16:36 Mon 24th May 2010 |

If you are painting and decorating you want to do it properly. There is little point lovingly choosing colours and designs for a house – and then doing the job in a lacklustre way. Ultimately, if a house is intended to tell people what kind of person you are missing out certain parts because they were hard to do doesn’t send a very good message! Behind radiators is the best example of this – they are such a permanent fixture in our homes we believe they cannot be moved. This guide should remove those fears and have you painting behind the radiator in no time.


Before you start you will need a couple of adjustable spanners, one radiator key, some old towels or sheets, a small bowl and a bucket. The bowl should be small enough to put under the radiator and the towels or sheets should be old enough to be of no concern – as they are for catching any spillage from the radiator itself.

Draining and removing the radiator

To begin you need to turn the manual control valve clockwise until the valve is completely closed. The manual control valve is the one you use to control the temperature of the radiator. Once this is done remove the plastic cap from the lockshield valve and turn the spindle clockwise (with and adjustable spanner).

It is important that you remember how many turns it took to close so may open it to the same level afterwards.
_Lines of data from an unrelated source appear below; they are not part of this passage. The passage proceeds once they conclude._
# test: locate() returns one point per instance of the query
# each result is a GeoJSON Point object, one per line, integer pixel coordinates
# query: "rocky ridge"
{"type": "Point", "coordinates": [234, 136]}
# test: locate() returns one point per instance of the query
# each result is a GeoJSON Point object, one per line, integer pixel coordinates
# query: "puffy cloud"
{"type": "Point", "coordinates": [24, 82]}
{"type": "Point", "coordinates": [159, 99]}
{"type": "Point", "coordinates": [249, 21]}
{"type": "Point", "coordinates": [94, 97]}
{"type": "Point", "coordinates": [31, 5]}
Next pull away any floor covering from around the radiator and put old sheets and towels in its place, especially around the manual control valve and put the bowl underneath it too.

Take the radiator key and find the bleed valve at the top on the side of your radiator loosen it to allow water to exit.
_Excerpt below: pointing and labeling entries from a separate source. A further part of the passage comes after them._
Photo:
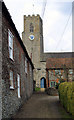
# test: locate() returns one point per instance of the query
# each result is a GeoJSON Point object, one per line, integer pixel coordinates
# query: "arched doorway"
{"type": "Point", "coordinates": [43, 82]}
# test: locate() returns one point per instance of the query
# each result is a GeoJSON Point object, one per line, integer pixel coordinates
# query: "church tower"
{"type": "Point", "coordinates": [32, 37]}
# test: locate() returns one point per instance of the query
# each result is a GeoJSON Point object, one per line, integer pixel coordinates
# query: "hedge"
{"type": "Point", "coordinates": [66, 96]}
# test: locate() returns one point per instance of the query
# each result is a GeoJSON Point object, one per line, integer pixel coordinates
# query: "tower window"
{"type": "Point", "coordinates": [31, 27]}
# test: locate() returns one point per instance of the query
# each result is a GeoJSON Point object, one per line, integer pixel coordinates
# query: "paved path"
{"type": "Point", "coordinates": [42, 106]}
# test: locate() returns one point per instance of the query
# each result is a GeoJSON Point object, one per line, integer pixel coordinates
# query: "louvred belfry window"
{"type": "Point", "coordinates": [10, 41]}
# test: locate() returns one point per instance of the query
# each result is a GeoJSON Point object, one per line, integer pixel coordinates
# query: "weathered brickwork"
{"type": "Point", "coordinates": [64, 65]}
{"type": "Point", "coordinates": [10, 100]}
{"type": "Point", "coordinates": [0, 60]}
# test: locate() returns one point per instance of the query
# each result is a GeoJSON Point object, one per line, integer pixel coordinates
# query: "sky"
{"type": "Point", "coordinates": [57, 21]}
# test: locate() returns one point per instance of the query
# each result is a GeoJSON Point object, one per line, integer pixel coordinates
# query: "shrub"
{"type": "Point", "coordinates": [66, 96]}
The next stage requires some quick thinking and deft movements. You need to have both spanners at the ready – use one on the manual control valve to keep it in place and use a second to loosen the nut which holds on to the manual control valve. As the nut is loosened water will escape, so be quick with the bowl – when the bowl is full, tighten the nut and empty the bowl into the bucket. Repeat this until the flow has completely stopped.

Next you need to remove the nut which keeps the lockshield valve on, using both spanners as you had before. Once the radiator is completely free you can carefully lift the radiator from its supports you can empty the remaining water into a large bucket.

As long as you remember to keep any exposed pipe-work covered you can begin painting!